Daylife/Reuters Pictures used by permission

By all appearances, Raj Rajaratnam was a self-made billionaire, having built Galleon Group into a giant hedge fund with a specialty in technology companies.

But prosecutors said on Friday that he had profited not from his trading genius but from his Rolodex, and they arrested him on charges of conspiracy and securities fraud in what they called the biggest insider trading scheme ever involving a hedge fund.

In all, six people were arrested, accused by prosecutors and the Securities and Exchange Commission of earning more than $20 million from illegal trading in companies like Google, Akamai and Hilton Hotels over nearly three years.

Mr.
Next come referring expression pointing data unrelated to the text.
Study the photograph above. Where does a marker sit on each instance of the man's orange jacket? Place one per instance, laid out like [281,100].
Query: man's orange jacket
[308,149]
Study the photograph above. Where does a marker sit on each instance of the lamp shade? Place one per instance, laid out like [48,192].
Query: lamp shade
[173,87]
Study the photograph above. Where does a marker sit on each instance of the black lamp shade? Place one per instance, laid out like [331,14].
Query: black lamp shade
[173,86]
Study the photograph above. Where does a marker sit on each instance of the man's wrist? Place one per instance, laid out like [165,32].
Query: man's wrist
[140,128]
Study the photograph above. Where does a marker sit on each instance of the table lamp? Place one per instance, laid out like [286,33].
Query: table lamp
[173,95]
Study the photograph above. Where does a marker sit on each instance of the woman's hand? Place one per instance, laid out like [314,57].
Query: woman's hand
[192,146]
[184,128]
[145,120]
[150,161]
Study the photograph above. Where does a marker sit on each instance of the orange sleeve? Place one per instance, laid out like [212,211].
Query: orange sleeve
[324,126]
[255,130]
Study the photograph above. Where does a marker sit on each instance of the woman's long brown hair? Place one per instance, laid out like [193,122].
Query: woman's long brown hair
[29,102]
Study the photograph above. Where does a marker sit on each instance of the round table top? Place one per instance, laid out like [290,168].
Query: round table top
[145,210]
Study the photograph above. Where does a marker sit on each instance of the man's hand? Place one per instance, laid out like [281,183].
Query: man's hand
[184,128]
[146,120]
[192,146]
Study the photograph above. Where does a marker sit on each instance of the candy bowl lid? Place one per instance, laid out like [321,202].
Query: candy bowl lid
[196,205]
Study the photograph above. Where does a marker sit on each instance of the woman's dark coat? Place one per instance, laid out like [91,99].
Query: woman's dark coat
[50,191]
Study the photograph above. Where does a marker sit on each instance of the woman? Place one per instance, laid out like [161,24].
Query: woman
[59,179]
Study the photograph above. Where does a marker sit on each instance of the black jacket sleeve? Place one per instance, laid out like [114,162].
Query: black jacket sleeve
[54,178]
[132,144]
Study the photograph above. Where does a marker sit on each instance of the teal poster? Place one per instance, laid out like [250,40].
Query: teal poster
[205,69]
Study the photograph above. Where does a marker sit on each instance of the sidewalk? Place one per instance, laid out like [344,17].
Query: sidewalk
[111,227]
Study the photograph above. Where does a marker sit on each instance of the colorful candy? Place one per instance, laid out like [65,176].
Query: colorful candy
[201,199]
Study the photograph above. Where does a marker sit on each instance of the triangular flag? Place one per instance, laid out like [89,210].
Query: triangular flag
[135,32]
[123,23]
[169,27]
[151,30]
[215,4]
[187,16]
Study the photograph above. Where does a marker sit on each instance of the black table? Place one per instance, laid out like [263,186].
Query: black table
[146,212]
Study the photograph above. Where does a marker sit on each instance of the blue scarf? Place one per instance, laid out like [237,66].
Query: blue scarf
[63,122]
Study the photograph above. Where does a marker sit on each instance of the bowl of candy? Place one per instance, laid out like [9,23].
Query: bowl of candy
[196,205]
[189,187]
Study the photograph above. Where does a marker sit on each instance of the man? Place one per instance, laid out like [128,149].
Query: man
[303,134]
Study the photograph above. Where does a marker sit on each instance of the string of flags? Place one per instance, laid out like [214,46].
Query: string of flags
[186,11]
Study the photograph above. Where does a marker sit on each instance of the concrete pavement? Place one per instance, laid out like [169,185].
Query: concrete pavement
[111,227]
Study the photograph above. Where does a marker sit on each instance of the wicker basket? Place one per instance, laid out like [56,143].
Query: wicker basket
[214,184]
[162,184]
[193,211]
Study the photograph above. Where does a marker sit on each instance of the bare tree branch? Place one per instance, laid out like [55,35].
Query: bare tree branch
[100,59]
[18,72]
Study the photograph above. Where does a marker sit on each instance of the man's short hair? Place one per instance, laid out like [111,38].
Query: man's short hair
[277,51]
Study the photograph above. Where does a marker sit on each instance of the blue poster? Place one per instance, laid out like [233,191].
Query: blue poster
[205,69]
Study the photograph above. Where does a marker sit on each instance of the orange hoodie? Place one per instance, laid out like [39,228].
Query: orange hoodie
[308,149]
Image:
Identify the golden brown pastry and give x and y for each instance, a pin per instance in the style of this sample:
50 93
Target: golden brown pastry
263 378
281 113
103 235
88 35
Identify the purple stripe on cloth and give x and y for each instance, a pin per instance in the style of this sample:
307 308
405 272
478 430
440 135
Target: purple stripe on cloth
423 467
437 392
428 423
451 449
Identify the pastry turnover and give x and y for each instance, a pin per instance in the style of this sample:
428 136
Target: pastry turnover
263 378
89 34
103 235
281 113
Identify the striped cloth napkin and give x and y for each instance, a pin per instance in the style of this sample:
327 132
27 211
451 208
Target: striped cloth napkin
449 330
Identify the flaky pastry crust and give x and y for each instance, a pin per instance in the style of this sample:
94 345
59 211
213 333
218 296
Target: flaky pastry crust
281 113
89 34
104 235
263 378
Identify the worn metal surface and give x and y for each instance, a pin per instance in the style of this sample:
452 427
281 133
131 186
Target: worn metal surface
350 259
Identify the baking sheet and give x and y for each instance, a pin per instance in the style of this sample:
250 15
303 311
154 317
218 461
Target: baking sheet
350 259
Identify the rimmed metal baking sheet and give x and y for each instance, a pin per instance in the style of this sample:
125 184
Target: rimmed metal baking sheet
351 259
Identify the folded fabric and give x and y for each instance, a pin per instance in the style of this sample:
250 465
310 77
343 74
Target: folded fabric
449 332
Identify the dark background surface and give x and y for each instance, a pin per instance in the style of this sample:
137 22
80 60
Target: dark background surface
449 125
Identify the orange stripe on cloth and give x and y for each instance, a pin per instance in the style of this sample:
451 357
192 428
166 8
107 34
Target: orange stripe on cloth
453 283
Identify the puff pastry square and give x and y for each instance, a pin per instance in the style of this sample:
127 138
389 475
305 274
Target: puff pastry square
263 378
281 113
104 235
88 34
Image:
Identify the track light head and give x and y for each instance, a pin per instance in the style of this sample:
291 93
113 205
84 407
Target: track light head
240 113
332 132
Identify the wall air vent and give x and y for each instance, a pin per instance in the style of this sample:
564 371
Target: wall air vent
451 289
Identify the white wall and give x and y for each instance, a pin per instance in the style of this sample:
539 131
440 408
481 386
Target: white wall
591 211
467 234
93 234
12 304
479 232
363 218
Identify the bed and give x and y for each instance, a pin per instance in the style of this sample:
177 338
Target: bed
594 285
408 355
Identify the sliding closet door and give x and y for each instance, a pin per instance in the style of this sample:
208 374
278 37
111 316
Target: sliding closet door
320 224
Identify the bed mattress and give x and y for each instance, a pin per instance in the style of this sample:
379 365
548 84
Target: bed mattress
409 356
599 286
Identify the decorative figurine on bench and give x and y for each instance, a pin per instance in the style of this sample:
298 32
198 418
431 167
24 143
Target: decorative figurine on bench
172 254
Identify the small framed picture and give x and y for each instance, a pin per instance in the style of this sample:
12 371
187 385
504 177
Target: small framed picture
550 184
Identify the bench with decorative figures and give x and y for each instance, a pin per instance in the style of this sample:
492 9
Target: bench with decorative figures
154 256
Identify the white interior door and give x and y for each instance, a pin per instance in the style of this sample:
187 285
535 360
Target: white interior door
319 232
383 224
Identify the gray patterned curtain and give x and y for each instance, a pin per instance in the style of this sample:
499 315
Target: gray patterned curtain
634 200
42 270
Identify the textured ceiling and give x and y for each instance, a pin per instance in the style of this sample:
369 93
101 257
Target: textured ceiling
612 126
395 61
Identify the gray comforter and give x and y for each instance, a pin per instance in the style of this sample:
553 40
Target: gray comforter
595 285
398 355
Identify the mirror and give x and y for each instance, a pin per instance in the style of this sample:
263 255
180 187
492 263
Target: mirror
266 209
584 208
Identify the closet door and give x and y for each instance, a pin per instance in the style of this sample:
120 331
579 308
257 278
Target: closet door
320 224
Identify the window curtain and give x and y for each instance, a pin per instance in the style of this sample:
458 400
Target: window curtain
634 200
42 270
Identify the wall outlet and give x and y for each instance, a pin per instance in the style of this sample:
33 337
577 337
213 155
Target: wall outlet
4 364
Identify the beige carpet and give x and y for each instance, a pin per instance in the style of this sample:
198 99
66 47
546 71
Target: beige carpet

Rajaratnam is accused of tapping a vast network of informants across a swath of corporate America: a senior official at I.B.M. considered a contender for the top job at that firm; executives of Intel and the consulting firm McKinsey & Company; two former Bear Stearns employees who had moved to a hedge fund, New Castle Partners; and an analyst at Moody’s Investors Service.

While trading secrets, though, one crucial piece of information was not shared — several of the phones were tapped.

The wiretaps were made with the help of an unnamed cooperating witness, a former Galleon employee who was said to ply Mr. Rajaratnam with information originally to land a job. The witness, who began cooperating in November 2007, has agreed to plead guilty in the hopes of receiving a lesser sentence.

This case should serve as a wake-up call for Wall Street,” Preet Bharara, the United States attorney for the Southern District of New York, said at a news conference on Friday. He added that the investigation was continuing.

Wake-up call my Sweet Aunt Josephine’s rosy cheeks! RTFA. It’s like cleaning out the White House and leaving behind a thoroughly corrupt Congress.

The SEC was pressed into dumping a few bad apples like Madoff – and now Rajaratnam – who sit in the midst of a network of corruption and deceit that remains without thoroughgoing regulation or oversight.